Kathrin Kilian ist seit 2021 Kanzlerin der Hochschule Kaiserslautern.
Frau Kilian, wie hat sich Ihr Einstieg in die akademische Welt gestaltet? Wie sind Sie zum Wissenschaftsmanagement gekommen? Auf welchen Wegen sind Sie Kanzlerin der Hochschule Kaiserslautern geworden?
Ich habe in Saarbrücken Erziehungswissenschaften auf Magister studiert mit den Nebenfächern Wirtschaftswissenschaften und Sozialpsychologie – weil mich diese Kombination fasziniert hat und ich eigentlich schon damals in die Organisationsentwicklung wollte, weniger in den Bereich der individuellen Entwicklung von Personen.
Nach meinem Magister habe ich an der heutigen RPTU, damals noch TU Kaiserslautern, als wissenschaftliche Mitarbeiterin im Fachbereich Sozialwissenschaften am Lehrstuhl für Erwachsenenbildung begonnen: verschiedenste Projekte, Lehre, akademische Selbstverwaltung.

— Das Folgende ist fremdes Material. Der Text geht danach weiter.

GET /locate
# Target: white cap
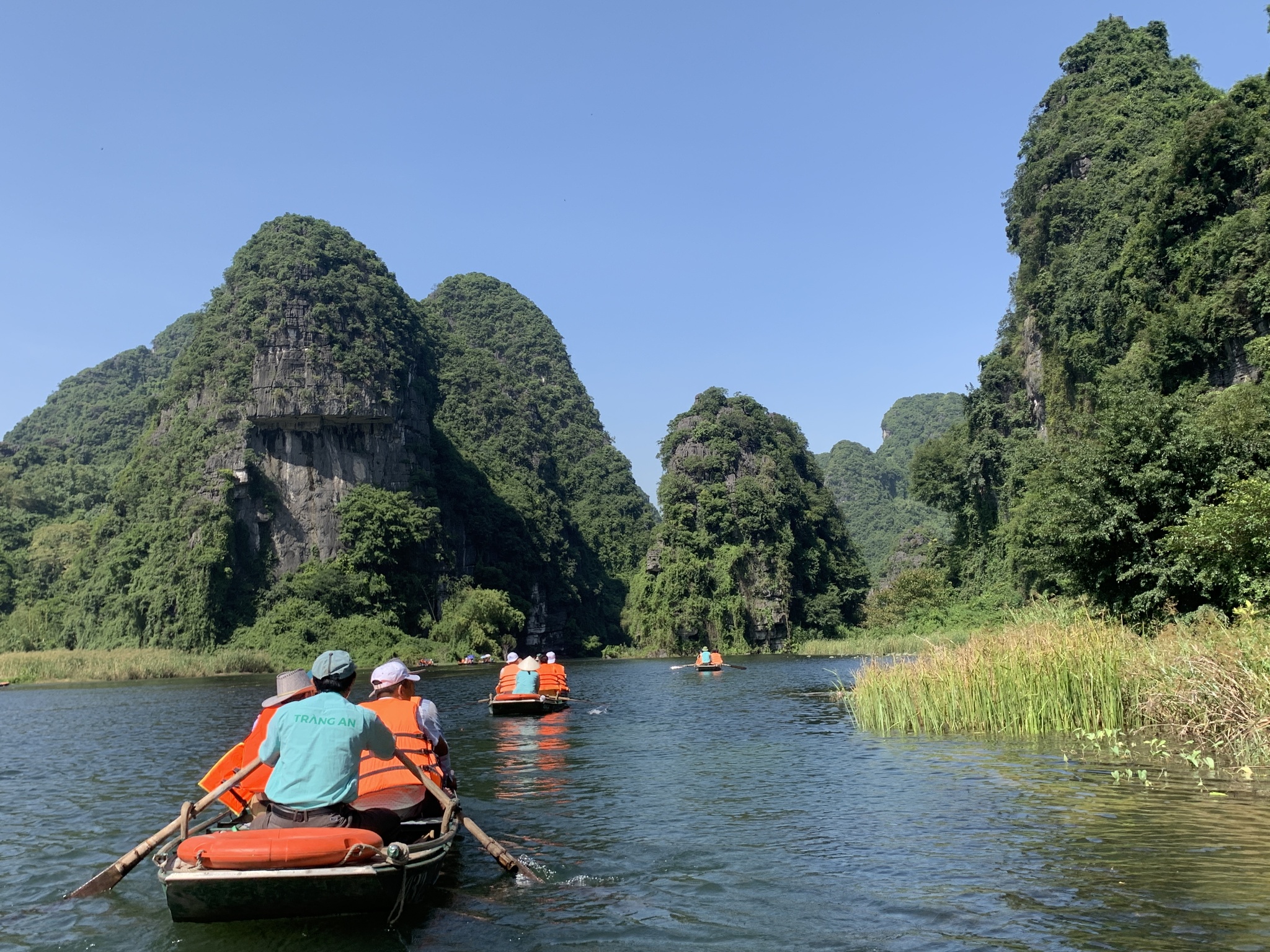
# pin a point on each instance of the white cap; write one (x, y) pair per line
(391, 673)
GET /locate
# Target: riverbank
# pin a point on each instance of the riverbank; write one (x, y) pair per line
(878, 644)
(1201, 682)
(127, 664)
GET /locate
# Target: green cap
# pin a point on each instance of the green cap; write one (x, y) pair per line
(334, 664)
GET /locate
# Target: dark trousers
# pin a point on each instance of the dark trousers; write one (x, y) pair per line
(381, 822)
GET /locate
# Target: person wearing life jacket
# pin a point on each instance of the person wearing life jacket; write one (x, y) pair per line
(551, 677)
(315, 748)
(288, 685)
(526, 677)
(417, 728)
(507, 677)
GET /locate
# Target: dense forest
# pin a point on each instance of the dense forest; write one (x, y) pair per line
(751, 550)
(316, 457)
(1117, 444)
(873, 488)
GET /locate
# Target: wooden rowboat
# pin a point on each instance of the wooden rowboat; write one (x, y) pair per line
(531, 705)
(368, 889)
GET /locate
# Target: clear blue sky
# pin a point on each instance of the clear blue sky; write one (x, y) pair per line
(799, 201)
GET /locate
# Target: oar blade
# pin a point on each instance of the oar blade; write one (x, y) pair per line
(103, 883)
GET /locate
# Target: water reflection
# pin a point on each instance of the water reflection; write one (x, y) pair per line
(738, 810)
(530, 757)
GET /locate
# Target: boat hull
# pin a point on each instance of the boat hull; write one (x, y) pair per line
(231, 895)
(527, 707)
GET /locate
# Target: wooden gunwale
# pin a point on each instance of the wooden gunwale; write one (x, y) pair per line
(228, 895)
(546, 703)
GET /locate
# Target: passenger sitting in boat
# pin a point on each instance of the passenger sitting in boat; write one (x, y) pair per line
(315, 751)
(527, 677)
(507, 677)
(551, 677)
(417, 728)
(288, 685)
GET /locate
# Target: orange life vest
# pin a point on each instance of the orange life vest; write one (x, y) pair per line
(402, 719)
(507, 679)
(238, 798)
(553, 679)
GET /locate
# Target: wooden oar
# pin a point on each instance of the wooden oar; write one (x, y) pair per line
(493, 847)
(110, 878)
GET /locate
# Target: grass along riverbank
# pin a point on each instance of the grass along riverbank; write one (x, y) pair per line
(127, 664)
(868, 643)
(1057, 671)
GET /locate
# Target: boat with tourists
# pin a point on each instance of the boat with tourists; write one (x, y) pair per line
(231, 875)
(530, 705)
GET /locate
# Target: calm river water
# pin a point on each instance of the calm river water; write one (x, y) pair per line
(734, 810)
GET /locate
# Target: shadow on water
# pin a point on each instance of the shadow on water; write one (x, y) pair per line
(737, 810)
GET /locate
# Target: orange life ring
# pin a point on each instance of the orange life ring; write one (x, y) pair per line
(296, 848)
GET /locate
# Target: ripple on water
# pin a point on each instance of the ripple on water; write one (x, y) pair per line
(732, 810)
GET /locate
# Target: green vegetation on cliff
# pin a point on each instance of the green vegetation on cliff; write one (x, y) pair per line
(751, 547)
(545, 507)
(314, 455)
(873, 490)
(1123, 399)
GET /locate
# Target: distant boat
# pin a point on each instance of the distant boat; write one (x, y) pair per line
(531, 705)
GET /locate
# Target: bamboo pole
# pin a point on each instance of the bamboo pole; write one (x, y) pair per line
(492, 845)
(110, 878)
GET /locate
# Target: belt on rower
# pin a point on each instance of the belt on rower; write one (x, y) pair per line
(305, 815)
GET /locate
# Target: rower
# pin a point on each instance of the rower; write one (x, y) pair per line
(315, 751)
(507, 677)
(551, 677)
(417, 728)
(288, 685)
(527, 677)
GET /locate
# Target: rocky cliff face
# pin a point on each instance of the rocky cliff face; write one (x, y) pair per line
(299, 384)
(315, 434)
(221, 456)
(752, 549)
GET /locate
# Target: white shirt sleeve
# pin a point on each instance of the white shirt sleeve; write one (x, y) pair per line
(430, 720)
(430, 723)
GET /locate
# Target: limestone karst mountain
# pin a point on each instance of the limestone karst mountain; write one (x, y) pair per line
(873, 488)
(221, 461)
(751, 547)
(1122, 405)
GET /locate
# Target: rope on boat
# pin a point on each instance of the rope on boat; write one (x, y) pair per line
(399, 855)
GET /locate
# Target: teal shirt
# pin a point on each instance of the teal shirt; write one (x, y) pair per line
(315, 747)
(526, 683)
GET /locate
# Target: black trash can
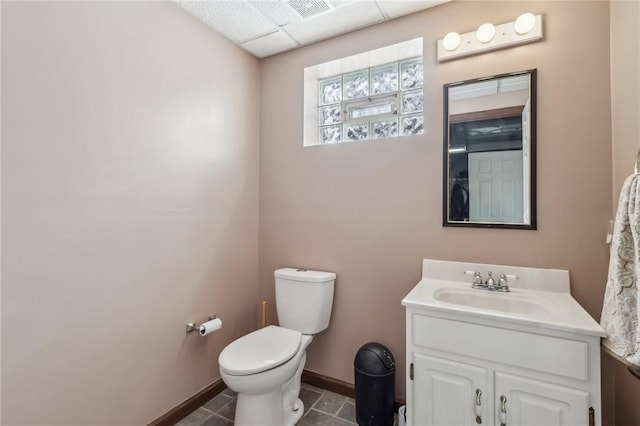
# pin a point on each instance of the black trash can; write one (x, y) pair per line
(375, 371)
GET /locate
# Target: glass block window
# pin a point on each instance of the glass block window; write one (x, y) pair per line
(378, 102)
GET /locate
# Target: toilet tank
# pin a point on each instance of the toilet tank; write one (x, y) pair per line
(304, 299)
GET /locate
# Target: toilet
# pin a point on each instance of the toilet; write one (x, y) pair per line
(265, 367)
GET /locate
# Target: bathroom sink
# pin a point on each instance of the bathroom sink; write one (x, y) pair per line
(494, 301)
(539, 297)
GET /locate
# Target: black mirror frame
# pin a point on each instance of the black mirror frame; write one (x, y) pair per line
(532, 157)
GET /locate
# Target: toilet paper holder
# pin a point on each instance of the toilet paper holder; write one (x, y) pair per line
(192, 326)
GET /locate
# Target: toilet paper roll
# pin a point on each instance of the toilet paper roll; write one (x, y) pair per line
(210, 326)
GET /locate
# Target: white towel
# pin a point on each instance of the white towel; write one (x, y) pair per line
(620, 309)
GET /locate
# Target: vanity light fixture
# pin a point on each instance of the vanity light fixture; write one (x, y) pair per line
(485, 32)
(526, 29)
(451, 41)
(524, 23)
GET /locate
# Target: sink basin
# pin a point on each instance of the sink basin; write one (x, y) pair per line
(494, 301)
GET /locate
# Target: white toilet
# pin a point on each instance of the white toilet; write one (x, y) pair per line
(265, 366)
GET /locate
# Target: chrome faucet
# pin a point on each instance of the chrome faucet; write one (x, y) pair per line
(490, 283)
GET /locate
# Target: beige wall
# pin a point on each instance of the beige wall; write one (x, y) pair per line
(625, 110)
(129, 207)
(371, 211)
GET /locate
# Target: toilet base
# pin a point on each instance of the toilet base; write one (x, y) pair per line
(292, 417)
(266, 410)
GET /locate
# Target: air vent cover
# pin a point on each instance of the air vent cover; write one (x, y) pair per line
(309, 8)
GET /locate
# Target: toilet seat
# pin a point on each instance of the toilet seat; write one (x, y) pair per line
(260, 351)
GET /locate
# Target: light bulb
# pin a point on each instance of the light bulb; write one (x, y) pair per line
(451, 41)
(485, 32)
(524, 23)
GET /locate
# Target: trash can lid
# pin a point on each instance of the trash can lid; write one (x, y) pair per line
(374, 359)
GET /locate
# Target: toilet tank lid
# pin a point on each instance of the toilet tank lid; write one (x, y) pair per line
(304, 275)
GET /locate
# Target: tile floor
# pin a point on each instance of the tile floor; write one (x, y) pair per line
(322, 408)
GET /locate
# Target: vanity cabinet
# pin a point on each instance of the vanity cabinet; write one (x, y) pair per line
(465, 370)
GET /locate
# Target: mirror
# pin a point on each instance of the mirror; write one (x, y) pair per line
(489, 152)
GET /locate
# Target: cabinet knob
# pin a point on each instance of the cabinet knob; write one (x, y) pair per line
(478, 406)
(503, 410)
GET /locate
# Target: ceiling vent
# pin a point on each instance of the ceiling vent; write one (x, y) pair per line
(310, 8)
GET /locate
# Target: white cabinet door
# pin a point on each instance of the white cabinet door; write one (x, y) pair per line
(444, 392)
(534, 403)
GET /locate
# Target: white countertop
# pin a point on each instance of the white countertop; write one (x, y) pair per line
(555, 310)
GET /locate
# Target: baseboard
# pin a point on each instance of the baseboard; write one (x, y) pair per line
(338, 386)
(190, 405)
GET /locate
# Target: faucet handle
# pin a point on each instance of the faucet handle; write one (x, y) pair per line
(502, 282)
(477, 277)
(490, 281)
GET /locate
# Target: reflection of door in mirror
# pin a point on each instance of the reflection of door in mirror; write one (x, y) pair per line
(489, 152)
(495, 182)
(486, 166)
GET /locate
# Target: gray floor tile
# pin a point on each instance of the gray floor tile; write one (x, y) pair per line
(216, 420)
(317, 418)
(217, 402)
(348, 412)
(196, 418)
(311, 387)
(228, 410)
(330, 403)
(309, 397)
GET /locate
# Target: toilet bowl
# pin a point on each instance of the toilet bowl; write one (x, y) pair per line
(265, 367)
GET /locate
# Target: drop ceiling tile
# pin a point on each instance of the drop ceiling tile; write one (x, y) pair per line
(236, 20)
(397, 8)
(350, 17)
(278, 11)
(270, 44)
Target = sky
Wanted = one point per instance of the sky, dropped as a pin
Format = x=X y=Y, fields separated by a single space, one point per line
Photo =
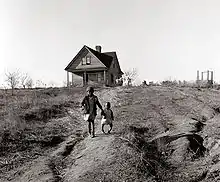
x=162 y=39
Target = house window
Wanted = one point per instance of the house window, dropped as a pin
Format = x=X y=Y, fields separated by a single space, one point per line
x=88 y=59
x=83 y=61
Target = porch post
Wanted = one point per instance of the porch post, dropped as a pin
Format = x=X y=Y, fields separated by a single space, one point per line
x=208 y=75
x=104 y=77
x=84 y=79
x=72 y=79
x=68 y=81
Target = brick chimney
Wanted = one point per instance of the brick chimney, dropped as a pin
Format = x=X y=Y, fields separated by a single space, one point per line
x=98 y=48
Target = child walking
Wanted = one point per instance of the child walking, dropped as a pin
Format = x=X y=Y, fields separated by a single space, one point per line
x=107 y=117
x=90 y=103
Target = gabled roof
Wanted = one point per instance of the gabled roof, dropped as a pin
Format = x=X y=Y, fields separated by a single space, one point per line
x=114 y=55
x=105 y=59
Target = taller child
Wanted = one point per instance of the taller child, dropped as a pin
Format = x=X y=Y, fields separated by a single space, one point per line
x=90 y=103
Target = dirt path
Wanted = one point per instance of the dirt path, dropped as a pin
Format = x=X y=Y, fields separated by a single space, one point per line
x=88 y=155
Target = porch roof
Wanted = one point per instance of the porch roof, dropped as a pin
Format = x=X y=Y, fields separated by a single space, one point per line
x=87 y=70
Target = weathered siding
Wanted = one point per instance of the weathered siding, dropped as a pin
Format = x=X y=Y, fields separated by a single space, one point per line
x=95 y=63
x=96 y=76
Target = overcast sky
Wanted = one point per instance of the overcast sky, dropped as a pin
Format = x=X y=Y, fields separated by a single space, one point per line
x=161 y=38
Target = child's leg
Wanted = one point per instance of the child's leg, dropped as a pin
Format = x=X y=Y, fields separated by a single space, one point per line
x=89 y=127
x=110 y=128
x=103 y=128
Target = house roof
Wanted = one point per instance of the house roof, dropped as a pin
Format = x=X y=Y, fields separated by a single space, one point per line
x=114 y=55
x=106 y=57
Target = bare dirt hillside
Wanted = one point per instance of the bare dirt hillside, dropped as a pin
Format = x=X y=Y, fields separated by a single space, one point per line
x=159 y=134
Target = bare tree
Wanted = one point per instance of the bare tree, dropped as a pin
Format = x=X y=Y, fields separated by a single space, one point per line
x=24 y=78
x=130 y=76
x=12 y=79
x=29 y=82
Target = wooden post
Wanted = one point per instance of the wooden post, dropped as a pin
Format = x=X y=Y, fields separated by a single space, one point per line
x=208 y=75
x=84 y=79
x=72 y=79
x=198 y=75
x=104 y=77
x=68 y=81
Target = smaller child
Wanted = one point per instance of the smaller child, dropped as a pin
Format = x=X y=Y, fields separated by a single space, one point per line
x=107 y=117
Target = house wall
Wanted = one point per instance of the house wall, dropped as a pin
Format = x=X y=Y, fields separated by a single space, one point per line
x=94 y=61
x=96 y=76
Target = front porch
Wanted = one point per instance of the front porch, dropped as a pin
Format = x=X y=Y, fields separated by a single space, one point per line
x=98 y=77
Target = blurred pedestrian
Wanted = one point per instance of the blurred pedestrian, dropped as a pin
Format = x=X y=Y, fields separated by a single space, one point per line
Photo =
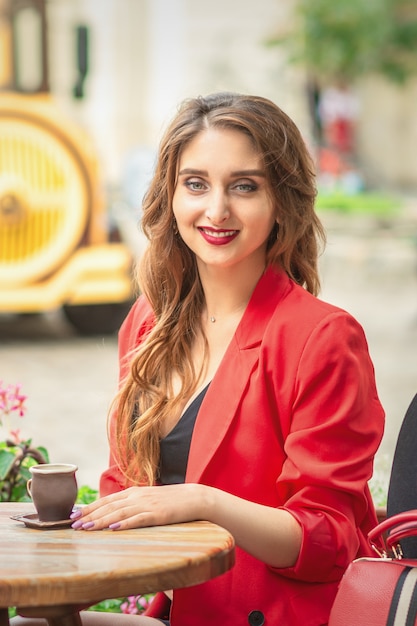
x=244 y=399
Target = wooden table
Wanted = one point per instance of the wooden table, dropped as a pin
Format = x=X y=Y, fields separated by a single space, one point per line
x=55 y=573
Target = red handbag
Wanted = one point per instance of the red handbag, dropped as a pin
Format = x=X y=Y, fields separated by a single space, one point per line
x=380 y=591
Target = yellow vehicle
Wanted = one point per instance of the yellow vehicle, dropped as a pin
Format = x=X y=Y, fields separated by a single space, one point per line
x=57 y=249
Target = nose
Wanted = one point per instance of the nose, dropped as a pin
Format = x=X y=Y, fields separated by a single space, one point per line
x=217 y=210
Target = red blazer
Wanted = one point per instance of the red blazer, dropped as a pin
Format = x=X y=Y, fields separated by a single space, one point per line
x=291 y=419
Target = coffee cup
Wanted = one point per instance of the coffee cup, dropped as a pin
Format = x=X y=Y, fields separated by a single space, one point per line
x=53 y=489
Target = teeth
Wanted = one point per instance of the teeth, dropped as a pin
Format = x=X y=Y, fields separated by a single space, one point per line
x=224 y=233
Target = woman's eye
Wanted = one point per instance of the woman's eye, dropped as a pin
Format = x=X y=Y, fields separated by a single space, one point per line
x=246 y=187
x=194 y=185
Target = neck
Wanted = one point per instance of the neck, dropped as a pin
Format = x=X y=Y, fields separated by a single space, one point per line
x=227 y=296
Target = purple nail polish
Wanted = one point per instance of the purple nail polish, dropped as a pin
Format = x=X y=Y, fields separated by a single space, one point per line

Über ein Projekt, das ich hochschulintern betreute, kam ich in Kontakt mit dem Vizepräsidenten für Studium und Lehre und wurde dort zeitweise Bologna-Referentin. Parallel zu meiner Tätigkeit am Lehrstuhl habe ich sozusagen Verwaltung mit Forschung und Lehre kombiniert – die beste Schule für eine angehende Wissenschaftsmanagerin. Mit halben Stellen war das sehr gut möglich und ich bin auf ein Umfeld getroffen, in dem es auch von beiden Seiten gewünscht war, das nötige Verständnis füreinander aufzubauen und weiterzuentwickeln. Nach dieser Zeit mit der Koordination von Lehrprojekten an der damaligen TU Kaiserslautern bin ich dann im nächsten Schritt zum Distance and Independent Studies Center gewechselt. Dort habe ich zwei Studiengänge aufgebaut, die ich bis zur Akkreditierung begleitete.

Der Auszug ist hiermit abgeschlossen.